GREFFIER : Madame F. ARNOUX, Greffier.
Lors du délibéré :
Monsieur E. MAZARIN, Président de Chambre a rendu compte conformément à l’article 786 du Code de Procédure Civile aux autres magistrats :
Madame B. J K, magistrat rédacteur et Monsieur JF. LEVEQUE conseiller.
L’affaire, plaidée à l’audience du 02 février 2021 a été mise en délibéré au 16 mars 2021. Les parties ont été avisées qu’à cette date l’arrêt serait rendu par mise à disposition au greffe.
**************
Faits et prétentions des parties
Suivant acte sous seing privé en date du 10 octobre 2012, M. Z X et Mme A B, son épouse (les époux X) ont signé un compromis de vente avec la SARL MW portant sur une maison mitoyenne située […] à Sochaux et la vente a été régularisée suivant acte authentique reçu le 11 janvier 2013 par Mme D E, notaire à l’Isle sur le Doubs.

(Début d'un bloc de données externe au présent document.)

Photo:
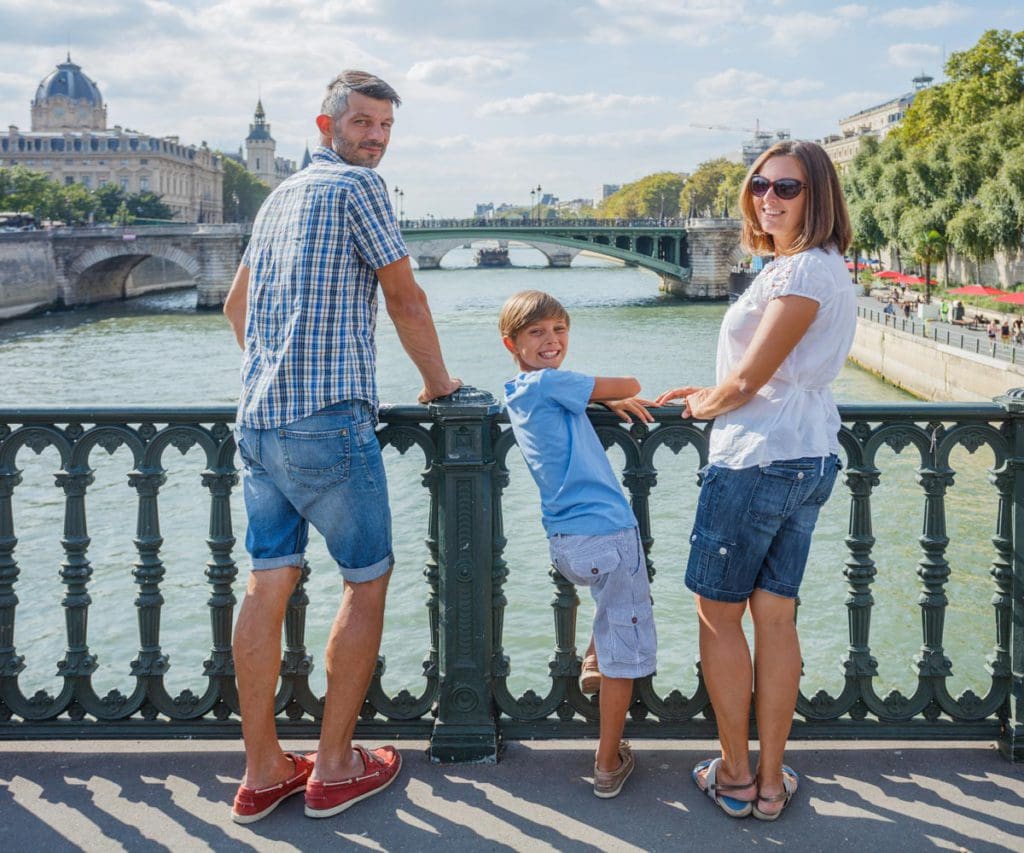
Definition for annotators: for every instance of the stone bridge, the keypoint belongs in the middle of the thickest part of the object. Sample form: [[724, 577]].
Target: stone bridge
[[78, 266], [692, 257]]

Estimant que l’engagement par la société MW de réaliser certains travaux dans son propre acte d’acquisition de l’immeuble auprès de la commune de Sochaux n’avait pas été honoré, les époux X, après de vaines démarches amiables, ont par exploit d’huissier délivré le 12 janvier 2017, fait assigner la société MW devant le tribunal de grande instance de Montbéliard aux fins de voir constater le manquement du vendeur à ses obligations et d’obtenir la désignation d’un expert pour chiffrer le coût des travaux.
Par jugement rendu le 6 mars 2019, ce tribunal, retenant que l’existence d’un engagement contractuel du vendeur à l’égard des époux X à réaliser des travaux n’était pas démontrée, pas plus qu’un préjudice résultant d’un engagement contractuel de la société MW à l’égard de sa venderesse, a débouté ces derniers de leurs prétentions et les a condamnés in solidum à verser à la société MW une indemnité de procédure de 1 000 euros, en sus des dépens avec droit pour M. F E, avocat, de se prévaloir des dispositions de l’article 699 du code de procédure civile.
Suivant déclaration reçue au greffe le 27 avril 2019, les époux X ont relevé appel de cette décision et aux termes de leurs dernières écritures transmises le 14 novembre 2019 ils concluent à son infirmation et demandent à la cour de :
— dire que la société MW doit réparer le préjudice résultant de la non exécution des travaux qui leur incombaient consistant dans le ravalement de façade, la remise en état de la sous toiture, le changement des volets, à tout le moins leur remise en état, la pose de la main courante de l’escalier extérieur, l’enlèvement d’une dalle de béton et l’étanchéité du mur de sous-bassement à l’origine d’infiltration d’eau en sous-sol,
— ordonner l’instauration d’une mesure d’expertise afin de chiffrer ces travaux,
— condamner la société MW à leur payer 7 000 euros à titre de dommages-intérêts en réparation de leur préjudice de jouissance et 4 000 euros au titre des frais irrépétibles en sus des dépens de première instance et d’appel, incluant les frais de timbre fiscal, avec droit pour la SCP Bouveresse Vernerey de se prévaloir des dispositions de l’article 699 du code de procédure civile.
Par ultimes écrits déposés le 7 août 2019, la société MW conclut à la confirmation du jugement entrepris et à la condamnation des appelants à lui verser 2 000 euros au titre des frais irrépétibles en sus des dépens d’appel.
Pour l’exposé complet des moyens des parties, la cour se réfère à leurs dernières conclusions susvisées, conformément aux dispositions de l’article 455 du code de procédure civile.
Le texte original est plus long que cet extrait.